At Edmonton’s rendition of the 16th annual worldwide PARK(ing) Day event last Friday, Daniel Walker, a graduate student studying Art History at the U of A, had stationed the U-Haul van he rented on the south side of 101A Avenue, between 96th and 97th Street. Pejoratively called “Tailgate Party,” Walker had rented the van to act as a pop-up art gallery for the day. Inside, he hosted works by Edmonton artists that centered around mass-produced domestic products.
Located at the back wall of the van were two works from Leila Plouffe, titled Leaning. Small, soft mattresses — on the verge of being futons — were propped against the wall at 45-degree angles and tiny wheels enabled them to slide along the wall, as if they were sliding upholstered library stairs. Plouffe is a recent graduate of the University of Alberta’s BFA painting program, and her work is an attempt to imbue everyday items with their own agency. What if quotidian objects, like a forlorn murphy bed, were designed to fail?
With the U-Haul situated where it is — on the outskirts of downtown and the perimeter of Chinatown, with the women’s shelter down the street and the Hope Mission only a few more blocks away — I can imagine the circumstances under which Leaning would come off as tasteless in the face of such poverty, but it is worth noting that our city is already populated with a plenitude of public design works that are purposefully inhospitable to homeless populations, such as the impossibility of sleeping on a city bench when there is an armrest sectioning off each seat, or how (and this is truer in larger cities) small spikes are implanted in front of entrances to do the same. Leaning reads as a more cynical version of anti-homelessness design practices because a bed’s purpose is to be a place of sleeping, warmth, and security. Plouffe’s bed, in contrast, is so useless that it spites all other makeshift beds that homeless people must resort to.
Having been given a tour of the van from Walker and an overview of his curatorial direction (“allowing objects to fail at their functions allows us to reorient our lives towards them”), we stepped outside to take some photos. There were other booths stationed along the street from people doing karaoke to a crowd of three to a group of students performing improv theatre, but Walker’s had the most attention, so when a surly man from the neighbourhood came to voice his disgust at the entire operation, he picked Walker and the U-Haul as his audience.

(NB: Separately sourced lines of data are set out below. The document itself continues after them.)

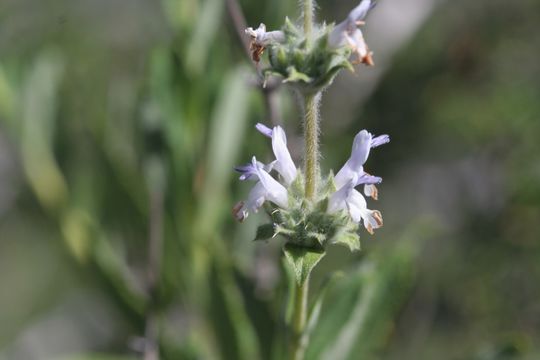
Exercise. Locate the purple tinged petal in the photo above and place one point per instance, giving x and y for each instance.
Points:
(275, 192)
(380, 140)
(368, 179)
(263, 129)
(356, 205)
(360, 150)
(284, 165)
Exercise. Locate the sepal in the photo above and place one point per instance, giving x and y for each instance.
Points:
(265, 232)
(302, 261)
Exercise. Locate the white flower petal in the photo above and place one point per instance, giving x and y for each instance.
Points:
(285, 165)
(371, 191)
(338, 200)
(275, 192)
(263, 38)
(356, 204)
(360, 12)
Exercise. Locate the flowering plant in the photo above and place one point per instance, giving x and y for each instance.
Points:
(309, 210)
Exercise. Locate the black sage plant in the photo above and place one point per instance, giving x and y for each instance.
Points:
(308, 209)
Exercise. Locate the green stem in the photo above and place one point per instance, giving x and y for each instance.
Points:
(308, 19)
(311, 138)
(298, 342)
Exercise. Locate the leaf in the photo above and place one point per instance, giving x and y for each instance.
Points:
(302, 261)
(348, 239)
(265, 232)
(295, 76)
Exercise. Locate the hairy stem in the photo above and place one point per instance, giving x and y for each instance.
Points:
(298, 342)
(311, 138)
(308, 19)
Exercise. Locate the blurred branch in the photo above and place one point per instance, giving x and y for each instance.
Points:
(268, 90)
(155, 252)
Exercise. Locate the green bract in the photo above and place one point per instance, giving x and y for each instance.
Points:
(308, 67)
(309, 225)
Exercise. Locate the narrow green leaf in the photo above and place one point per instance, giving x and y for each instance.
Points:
(348, 239)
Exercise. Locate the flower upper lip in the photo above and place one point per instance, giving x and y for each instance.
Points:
(347, 33)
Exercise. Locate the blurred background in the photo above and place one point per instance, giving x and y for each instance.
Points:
(121, 121)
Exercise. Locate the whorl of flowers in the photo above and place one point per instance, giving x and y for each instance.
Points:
(337, 211)
(311, 67)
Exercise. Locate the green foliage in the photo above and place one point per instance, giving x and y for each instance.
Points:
(310, 225)
(307, 68)
(302, 261)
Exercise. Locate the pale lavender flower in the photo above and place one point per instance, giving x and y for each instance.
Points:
(347, 33)
(347, 198)
(284, 164)
(260, 39)
(363, 142)
(266, 189)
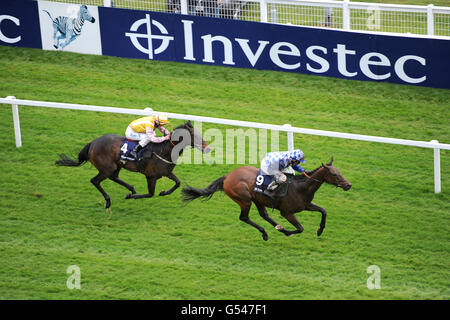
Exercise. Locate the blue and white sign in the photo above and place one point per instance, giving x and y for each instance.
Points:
(202, 40)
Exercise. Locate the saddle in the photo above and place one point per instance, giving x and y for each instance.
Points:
(262, 182)
(126, 148)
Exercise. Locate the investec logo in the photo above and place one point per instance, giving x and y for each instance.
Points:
(318, 57)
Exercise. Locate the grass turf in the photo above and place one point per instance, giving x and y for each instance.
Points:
(52, 217)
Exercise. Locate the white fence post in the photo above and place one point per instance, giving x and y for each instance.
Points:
(346, 15)
(263, 10)
(184, 8)
(16, 119)
(290, 135)
(437, 169)
(430, 20)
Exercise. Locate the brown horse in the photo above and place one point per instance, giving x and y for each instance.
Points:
(239, 184)
(157, 162)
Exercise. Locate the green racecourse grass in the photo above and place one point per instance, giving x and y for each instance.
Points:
(160, 249)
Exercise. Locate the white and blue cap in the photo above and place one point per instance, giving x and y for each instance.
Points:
(297, 155)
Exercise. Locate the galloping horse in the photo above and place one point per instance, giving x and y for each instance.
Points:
(239, 184)
(104, 154)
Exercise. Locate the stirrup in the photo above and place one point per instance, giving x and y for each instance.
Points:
(272, 186)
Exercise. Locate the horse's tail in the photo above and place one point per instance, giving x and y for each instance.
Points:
(190, 193)
(83, 156)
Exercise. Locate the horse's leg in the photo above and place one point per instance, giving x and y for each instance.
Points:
(174, 178)
(315, 207)
(151, 184)
(294, 221)
(96, 182)
(245, 209)
(263, 213)
(115, 178)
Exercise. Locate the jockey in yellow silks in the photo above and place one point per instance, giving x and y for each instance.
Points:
(276, 164)
(143, 130)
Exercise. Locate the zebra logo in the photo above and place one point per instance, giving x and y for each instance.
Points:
(68, 29)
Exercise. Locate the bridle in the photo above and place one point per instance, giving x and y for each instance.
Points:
(311, 178)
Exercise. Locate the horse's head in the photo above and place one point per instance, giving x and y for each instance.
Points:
(193, 137)
(333, 176)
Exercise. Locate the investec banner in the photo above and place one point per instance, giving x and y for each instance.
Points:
(171, 37)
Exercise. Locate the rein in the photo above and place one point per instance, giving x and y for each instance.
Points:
(162, 159)
(309, 177)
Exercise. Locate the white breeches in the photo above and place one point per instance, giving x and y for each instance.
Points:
(138, 136)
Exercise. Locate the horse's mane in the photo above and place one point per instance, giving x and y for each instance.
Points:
(302, 177)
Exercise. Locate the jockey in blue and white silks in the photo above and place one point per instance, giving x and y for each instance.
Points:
(276, 164)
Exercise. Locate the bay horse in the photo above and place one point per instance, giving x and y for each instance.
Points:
(157, 162)
(239, 184)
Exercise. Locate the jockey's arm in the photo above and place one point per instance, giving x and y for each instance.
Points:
(298, 168)
(164, 130)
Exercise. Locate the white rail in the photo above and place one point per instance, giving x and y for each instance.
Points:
(434, 144)
(371, 17)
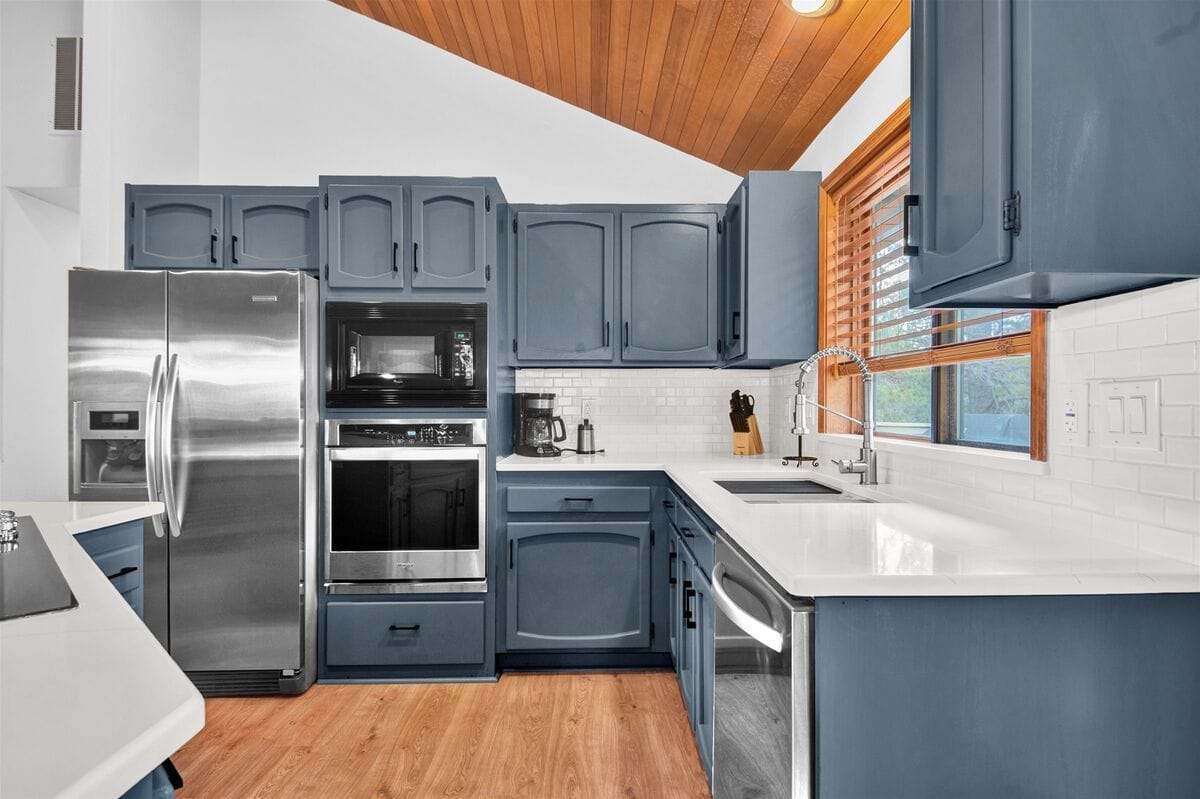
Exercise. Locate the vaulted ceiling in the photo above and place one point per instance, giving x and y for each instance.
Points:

“What are you doing to help the community?” the man yelled, in a general version of outrage that had no mandate other than to voice its opinion.
Nobody answered. He hadn’t come for an answer. He came to scold the crowd for not doing the complicated and difficult groundwork that one has to do if they are interested in alleviating entire communities from systemic poverty.
After a while he left. He called us privileged a few more times. None of us claimed we weren’t, but neither did any of us claim to be doing anything to be helping Boyle Street other than bringing bodies and movement and artwork into a grey side street and parking lot.
I wish the conversation were more nuanced than gentrifier and gentrified. At that moment, however, it didn’t seem that way. I left wondering how the encroachment of downtown into Boyle Street and McCauley would affect those who live there now and those who have nowhere else to go.